McDevitt was "confident" that the information was accurate after speaking with other WWE employees who knew Benoit, Davis said. But none of those employees specifically mentioned Fragile X, he said.

"A lot of people got caught up in the idea that Daniel had Fragile X syndrome," Davis said from the company's headquarters in Stamford, Conn. "We were just as caught up as everyone else."

The WWE has no information to contradict Ballard's statement, Davis said.

"I think we have to go with what the district attorney has said as being the best, up-to-date information available right now," Davis said.

On Friday, Nancy Benoit's parents said through their attorney that they were unaware that their grandson had a rare medical condition called Fragile X Syndrome, an inherited form of mental retardation often accompanied by autism.

Atlanta-based lawyer Richard Decker, who represents Paul and Maureen Toffoloni, told ESPN.com's Elizabeth Merrill that the grandparents babysat often for Daniel and noticed no medical issues.

"To them, he's always been a normal, healthy, happy child with no signs of illness," Decker said. "And that's not from a distance. That's from day-to-day contact.

"There has been a lot of speculation and rumor in the media that is doing nothing to advance the investigation and doing everything to cause the Toffolonis intense pain."

The Toffolonis, Decker told Merrill, are "grieving and trying to keep a low profile." They have asked Decker to investigate a possible civil lawsuit, and he is waiting for the investigation to conclude.

"We're trying to stay out of their way right now," Decker said. "In the meantime, Maureen and Paul and Sandra [Nancy's sister] have asked me to ask members of the media and public to remember that this is an investigation of the death of their daughter and only grandchild.
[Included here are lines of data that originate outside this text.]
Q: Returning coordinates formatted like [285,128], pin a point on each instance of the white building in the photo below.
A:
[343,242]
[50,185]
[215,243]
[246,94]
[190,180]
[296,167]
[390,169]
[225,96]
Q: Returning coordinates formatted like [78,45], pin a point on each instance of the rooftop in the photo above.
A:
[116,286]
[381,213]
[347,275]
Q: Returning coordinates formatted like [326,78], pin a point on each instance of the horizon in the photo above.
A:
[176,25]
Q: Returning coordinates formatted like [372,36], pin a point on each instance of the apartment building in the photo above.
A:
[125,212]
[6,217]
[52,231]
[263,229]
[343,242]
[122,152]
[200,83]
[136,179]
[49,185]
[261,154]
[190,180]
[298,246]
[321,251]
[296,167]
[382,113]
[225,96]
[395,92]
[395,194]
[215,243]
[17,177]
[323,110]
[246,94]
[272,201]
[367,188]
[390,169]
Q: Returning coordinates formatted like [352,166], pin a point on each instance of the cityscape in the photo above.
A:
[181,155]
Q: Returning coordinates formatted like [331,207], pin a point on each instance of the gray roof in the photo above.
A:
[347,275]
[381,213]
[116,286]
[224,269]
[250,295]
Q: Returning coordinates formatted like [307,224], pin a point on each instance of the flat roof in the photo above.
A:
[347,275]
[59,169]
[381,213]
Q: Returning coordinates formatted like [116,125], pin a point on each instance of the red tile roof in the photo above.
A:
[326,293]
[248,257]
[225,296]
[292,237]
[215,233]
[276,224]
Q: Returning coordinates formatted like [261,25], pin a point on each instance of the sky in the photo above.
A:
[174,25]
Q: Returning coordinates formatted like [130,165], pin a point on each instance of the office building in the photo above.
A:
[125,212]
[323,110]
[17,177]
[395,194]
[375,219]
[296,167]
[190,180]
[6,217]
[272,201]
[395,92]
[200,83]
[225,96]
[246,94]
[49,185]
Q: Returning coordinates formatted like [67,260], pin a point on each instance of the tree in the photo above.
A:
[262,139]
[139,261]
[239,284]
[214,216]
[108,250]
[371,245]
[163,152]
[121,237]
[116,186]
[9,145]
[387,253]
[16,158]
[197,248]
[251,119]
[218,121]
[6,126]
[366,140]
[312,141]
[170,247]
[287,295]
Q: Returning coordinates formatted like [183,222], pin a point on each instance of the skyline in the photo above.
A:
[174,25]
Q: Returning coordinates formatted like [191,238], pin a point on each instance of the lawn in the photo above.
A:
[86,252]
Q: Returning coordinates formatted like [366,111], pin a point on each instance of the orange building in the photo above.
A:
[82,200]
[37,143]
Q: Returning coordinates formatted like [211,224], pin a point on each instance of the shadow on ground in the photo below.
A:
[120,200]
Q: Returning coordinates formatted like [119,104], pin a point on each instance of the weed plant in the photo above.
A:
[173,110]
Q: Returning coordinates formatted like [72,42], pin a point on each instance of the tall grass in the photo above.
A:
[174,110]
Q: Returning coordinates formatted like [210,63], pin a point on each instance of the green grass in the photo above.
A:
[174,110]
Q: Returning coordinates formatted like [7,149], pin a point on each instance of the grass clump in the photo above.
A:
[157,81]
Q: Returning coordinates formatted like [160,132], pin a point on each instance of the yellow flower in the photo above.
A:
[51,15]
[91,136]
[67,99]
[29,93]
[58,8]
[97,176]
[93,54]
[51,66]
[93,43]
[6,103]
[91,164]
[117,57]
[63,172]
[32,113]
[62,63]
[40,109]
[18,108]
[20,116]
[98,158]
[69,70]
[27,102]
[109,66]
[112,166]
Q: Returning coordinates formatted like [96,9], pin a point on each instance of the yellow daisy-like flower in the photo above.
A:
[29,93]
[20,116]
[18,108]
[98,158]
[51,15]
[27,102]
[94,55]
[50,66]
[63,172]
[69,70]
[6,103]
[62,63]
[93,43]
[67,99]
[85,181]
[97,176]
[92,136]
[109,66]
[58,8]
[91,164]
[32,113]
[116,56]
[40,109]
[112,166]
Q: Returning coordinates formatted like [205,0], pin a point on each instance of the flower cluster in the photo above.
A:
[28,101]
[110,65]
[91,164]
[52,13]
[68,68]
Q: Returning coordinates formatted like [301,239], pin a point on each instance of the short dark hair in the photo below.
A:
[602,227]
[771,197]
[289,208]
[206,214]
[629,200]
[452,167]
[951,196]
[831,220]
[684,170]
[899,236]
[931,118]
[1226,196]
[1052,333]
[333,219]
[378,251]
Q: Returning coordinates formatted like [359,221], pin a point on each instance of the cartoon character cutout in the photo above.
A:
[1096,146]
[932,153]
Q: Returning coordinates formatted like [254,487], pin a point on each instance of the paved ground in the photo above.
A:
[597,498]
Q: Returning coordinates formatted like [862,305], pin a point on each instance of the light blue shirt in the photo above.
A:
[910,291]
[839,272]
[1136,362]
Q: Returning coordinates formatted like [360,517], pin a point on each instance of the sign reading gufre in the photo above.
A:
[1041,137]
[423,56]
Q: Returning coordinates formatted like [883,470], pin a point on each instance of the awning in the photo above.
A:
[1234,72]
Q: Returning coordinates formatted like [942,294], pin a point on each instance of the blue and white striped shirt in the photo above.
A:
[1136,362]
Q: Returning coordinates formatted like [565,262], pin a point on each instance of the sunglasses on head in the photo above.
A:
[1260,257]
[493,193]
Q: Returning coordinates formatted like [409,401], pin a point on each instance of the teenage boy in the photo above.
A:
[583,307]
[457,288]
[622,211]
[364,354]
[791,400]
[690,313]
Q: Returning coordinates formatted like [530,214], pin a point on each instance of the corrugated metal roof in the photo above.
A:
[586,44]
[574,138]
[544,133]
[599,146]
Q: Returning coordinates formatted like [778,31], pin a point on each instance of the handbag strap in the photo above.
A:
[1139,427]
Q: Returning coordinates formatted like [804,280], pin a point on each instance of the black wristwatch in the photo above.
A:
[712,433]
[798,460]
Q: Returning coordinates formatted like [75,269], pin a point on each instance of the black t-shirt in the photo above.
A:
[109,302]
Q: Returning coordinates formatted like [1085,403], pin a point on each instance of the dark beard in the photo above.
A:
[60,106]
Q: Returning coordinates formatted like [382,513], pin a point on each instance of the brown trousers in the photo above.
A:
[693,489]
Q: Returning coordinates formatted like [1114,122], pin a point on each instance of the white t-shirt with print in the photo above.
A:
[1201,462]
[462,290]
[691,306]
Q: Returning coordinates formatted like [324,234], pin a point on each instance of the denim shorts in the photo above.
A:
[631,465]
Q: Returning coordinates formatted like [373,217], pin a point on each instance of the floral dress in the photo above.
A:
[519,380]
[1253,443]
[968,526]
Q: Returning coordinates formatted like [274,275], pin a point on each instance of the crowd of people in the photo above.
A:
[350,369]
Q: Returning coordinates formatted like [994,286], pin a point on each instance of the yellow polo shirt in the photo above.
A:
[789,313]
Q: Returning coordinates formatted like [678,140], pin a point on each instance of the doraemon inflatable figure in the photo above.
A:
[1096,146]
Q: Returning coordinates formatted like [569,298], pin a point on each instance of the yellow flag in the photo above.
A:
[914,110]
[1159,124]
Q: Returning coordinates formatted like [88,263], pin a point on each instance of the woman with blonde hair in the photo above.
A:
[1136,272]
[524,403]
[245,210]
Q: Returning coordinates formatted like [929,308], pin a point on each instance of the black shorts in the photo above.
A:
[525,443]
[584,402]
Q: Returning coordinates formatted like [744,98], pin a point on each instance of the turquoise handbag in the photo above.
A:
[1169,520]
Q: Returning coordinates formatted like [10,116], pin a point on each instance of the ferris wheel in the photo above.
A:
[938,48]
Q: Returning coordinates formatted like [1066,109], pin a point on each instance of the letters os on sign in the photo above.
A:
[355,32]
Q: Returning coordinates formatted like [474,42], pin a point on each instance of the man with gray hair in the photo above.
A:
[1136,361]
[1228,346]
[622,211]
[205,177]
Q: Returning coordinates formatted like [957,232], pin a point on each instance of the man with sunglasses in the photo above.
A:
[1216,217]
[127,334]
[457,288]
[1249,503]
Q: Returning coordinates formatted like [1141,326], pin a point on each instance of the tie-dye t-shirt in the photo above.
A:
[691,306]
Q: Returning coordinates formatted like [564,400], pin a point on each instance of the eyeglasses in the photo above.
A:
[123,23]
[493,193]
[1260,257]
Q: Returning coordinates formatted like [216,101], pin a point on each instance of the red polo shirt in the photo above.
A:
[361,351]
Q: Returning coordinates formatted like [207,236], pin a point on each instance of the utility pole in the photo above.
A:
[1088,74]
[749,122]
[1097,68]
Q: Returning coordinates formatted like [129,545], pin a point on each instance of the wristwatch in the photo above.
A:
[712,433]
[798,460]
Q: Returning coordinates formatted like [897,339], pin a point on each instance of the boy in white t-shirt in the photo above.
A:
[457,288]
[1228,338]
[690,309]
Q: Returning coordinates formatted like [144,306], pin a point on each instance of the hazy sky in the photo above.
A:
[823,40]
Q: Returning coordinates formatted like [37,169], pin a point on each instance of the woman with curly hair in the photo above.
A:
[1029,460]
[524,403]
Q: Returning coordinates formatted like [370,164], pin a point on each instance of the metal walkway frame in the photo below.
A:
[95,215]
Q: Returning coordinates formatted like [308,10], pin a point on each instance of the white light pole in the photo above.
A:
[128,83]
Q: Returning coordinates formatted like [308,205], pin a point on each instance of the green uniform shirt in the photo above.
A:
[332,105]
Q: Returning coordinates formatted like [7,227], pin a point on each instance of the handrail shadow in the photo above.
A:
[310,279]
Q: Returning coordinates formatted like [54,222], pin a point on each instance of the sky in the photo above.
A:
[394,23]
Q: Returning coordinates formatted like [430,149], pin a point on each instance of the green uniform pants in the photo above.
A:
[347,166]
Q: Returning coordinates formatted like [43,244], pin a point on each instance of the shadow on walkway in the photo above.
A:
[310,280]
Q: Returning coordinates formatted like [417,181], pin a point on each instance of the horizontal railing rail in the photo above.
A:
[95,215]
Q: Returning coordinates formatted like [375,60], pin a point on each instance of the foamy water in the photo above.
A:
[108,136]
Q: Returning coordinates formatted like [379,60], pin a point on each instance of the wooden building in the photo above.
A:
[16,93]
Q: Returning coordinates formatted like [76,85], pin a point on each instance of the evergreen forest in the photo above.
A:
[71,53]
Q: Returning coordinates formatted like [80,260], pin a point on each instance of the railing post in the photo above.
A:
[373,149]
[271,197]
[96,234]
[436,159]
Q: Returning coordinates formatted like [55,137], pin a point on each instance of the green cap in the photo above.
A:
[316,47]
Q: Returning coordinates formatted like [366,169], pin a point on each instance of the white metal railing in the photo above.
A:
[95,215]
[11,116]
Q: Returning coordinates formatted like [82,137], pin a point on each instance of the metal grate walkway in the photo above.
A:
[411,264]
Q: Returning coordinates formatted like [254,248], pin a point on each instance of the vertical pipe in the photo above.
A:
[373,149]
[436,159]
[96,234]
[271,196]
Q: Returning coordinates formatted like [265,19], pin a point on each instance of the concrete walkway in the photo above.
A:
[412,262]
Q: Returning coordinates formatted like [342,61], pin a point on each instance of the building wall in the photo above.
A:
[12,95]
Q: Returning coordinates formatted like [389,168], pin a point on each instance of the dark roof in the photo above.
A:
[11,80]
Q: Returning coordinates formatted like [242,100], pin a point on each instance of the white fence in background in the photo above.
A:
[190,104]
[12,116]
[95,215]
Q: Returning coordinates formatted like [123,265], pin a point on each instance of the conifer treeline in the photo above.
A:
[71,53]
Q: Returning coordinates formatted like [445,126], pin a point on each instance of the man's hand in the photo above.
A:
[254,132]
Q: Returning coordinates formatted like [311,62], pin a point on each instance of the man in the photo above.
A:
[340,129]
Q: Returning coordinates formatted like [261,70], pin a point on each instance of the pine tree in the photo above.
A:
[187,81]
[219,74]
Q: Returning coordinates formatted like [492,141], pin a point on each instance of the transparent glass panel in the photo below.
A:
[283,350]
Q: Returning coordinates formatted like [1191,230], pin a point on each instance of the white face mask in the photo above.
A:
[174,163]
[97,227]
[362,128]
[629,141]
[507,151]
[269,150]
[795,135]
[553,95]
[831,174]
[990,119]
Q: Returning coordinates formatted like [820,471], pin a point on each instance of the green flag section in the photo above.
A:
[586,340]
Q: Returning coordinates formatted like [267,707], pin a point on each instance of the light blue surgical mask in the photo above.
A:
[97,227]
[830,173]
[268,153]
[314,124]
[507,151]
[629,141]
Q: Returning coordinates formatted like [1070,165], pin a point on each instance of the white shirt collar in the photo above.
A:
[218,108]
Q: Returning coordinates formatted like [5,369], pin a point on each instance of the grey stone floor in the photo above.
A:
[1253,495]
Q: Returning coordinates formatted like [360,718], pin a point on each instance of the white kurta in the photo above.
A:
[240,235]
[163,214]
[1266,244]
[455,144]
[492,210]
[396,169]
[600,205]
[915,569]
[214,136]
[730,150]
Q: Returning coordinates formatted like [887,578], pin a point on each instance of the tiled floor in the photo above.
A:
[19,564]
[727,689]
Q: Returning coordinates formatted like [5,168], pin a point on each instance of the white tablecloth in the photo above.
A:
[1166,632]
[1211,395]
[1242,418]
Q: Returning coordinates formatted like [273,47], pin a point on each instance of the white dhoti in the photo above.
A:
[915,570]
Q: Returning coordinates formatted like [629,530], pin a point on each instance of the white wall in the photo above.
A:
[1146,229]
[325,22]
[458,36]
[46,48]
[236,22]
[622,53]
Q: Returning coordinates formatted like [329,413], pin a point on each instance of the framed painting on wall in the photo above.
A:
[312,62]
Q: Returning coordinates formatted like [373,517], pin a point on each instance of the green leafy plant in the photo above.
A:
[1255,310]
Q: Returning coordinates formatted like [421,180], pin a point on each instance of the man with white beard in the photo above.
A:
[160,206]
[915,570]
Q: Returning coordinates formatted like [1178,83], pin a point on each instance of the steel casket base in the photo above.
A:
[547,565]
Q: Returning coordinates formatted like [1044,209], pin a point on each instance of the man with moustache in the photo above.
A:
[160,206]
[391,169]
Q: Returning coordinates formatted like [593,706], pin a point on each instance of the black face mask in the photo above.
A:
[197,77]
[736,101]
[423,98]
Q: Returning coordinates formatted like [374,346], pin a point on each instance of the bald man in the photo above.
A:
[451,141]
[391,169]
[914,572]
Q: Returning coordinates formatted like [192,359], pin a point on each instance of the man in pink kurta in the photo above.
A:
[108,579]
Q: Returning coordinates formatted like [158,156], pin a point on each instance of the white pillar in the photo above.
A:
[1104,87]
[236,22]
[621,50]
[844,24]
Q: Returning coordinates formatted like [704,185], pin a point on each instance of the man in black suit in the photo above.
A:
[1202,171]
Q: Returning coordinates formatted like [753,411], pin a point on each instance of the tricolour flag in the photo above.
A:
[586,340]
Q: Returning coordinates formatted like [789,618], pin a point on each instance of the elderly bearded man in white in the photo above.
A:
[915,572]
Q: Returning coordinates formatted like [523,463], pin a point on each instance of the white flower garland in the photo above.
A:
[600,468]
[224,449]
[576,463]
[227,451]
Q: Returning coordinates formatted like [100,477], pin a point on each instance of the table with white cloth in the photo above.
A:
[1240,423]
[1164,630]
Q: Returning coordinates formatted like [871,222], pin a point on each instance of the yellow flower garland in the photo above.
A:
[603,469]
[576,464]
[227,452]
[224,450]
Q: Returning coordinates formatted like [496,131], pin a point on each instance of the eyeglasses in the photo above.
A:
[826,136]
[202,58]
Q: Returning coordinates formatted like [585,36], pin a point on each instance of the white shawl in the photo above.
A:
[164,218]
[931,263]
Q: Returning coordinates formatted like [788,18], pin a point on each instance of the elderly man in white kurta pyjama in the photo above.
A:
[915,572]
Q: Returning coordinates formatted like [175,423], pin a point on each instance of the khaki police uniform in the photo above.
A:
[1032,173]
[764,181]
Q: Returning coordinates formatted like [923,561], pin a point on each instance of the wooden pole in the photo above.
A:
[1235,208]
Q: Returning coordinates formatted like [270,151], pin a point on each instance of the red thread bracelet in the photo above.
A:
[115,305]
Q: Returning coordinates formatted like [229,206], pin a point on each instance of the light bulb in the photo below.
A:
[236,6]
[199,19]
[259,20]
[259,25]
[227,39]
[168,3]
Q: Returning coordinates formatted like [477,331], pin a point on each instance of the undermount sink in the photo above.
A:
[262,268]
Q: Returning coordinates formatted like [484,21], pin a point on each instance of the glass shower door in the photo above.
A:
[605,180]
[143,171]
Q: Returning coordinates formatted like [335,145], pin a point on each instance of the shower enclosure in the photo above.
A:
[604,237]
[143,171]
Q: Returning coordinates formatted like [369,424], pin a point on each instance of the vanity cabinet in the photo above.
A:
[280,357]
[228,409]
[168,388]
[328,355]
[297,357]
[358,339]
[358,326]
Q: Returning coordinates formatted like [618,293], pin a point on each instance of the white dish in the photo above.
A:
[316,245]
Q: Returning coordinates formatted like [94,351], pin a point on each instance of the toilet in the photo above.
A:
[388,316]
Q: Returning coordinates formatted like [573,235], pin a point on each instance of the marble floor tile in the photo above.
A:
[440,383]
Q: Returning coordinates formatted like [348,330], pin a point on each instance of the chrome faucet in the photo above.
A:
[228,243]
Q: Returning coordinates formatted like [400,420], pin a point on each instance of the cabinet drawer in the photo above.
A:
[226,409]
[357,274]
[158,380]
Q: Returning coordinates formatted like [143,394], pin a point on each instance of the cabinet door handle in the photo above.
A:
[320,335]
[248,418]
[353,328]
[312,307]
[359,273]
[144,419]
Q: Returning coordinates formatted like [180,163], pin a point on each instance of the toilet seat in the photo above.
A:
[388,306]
And even though Chris and Nancy led public lives, the family, specifically Daniel, did not lead a public life."

Ballard has said investigators found needle marks on Daniel Benoit's arms. He said he had been told the parents considered him undersized and had given him growth hormones. And though Benoit apparently had plenty of anabolic steroids at his disposal, a sports-medicine expert has said there is no medical reason to prescribe them to a 7-year-old.

Ballard did not return phone messages seeking additional comment Tuesday.

Attorney Joseph Saia, who represented Nancy Benoit in a 2003 divorce complaint against her husband, also said the child "looked and acted normal."

Holly McFague, a neighbor of the Benoits, said Nancy Benoit spoke with her about Daniel's medical problems in the year before she died.

"I know that there were some problems, problems and issues that she said the son had," said George Regan, the owner of a Boston public relations firm who is working as McFague's spokesman.

Regan could not say exactly what problems Nancy Benoit referred to.

Authorities have said Chris Benoit strangled his wife and son and placed Bibles next to their bodies before hanging himself on the cable of a weight machine.

Information from The Associated Press was used in this report.